Alan ‘Ace’ Greenberg, Bear Stearns leader during rise, peak and fall, dies

Alan “Ace” Greenberg, the former CEO of Bear Stearns, has died at age 86 of complications from cancer, his family said. Greenberg was at the helm of Bear Stearns when the 85 year-old bank collapsed in 2008 and was eventually sold to JP Morgan for $10 a share (the stock traded at $170 a share in 2007). He started at the firm as a clerk in the 1940s. His domination of the bank started in 1978, and he became known for his obsession with card games and magic tricks (which he would perform for kids). He loved cigars and exotic travel that had him hunting big game and swimming with sharks.

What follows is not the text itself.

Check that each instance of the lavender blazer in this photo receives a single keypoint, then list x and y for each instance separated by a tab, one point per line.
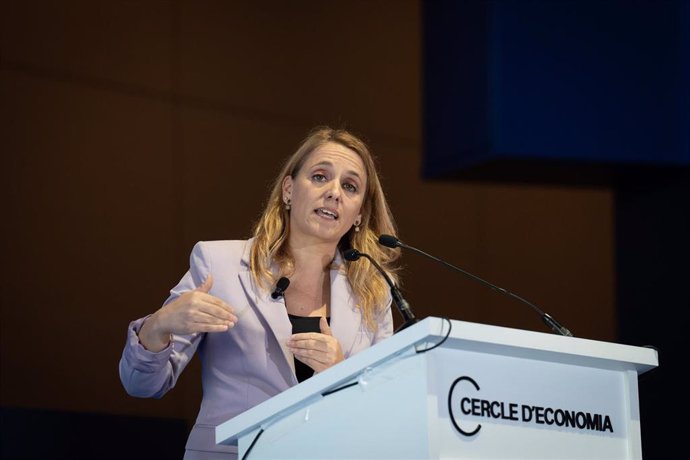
247	364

He was always very quick on the phone but everything he said was very meaningful. He was an iconic Wall Street leader and had a huge impact.

Jason Ader, of SpringOwl Asset Management

When Bear fell apart, most of the firm’s 14,000 employees lost their jobs and many lost their life savings. Greenberg, however, steadily cashed out before 2007 and emerged virtually unscathed by the 2008 collapse. When Bear fell, it was under capitalized and over extended with billions of dollars of basically worthless mortgage securities. JPMorgan Chase, with support from the Federal Reserve, acquired it for $270 million. In the deal, Greenberg was able to command a lucrative trading deal for himself. The collapse spawned a Greenberg memoir as well as a bevy of books about the Great Recession.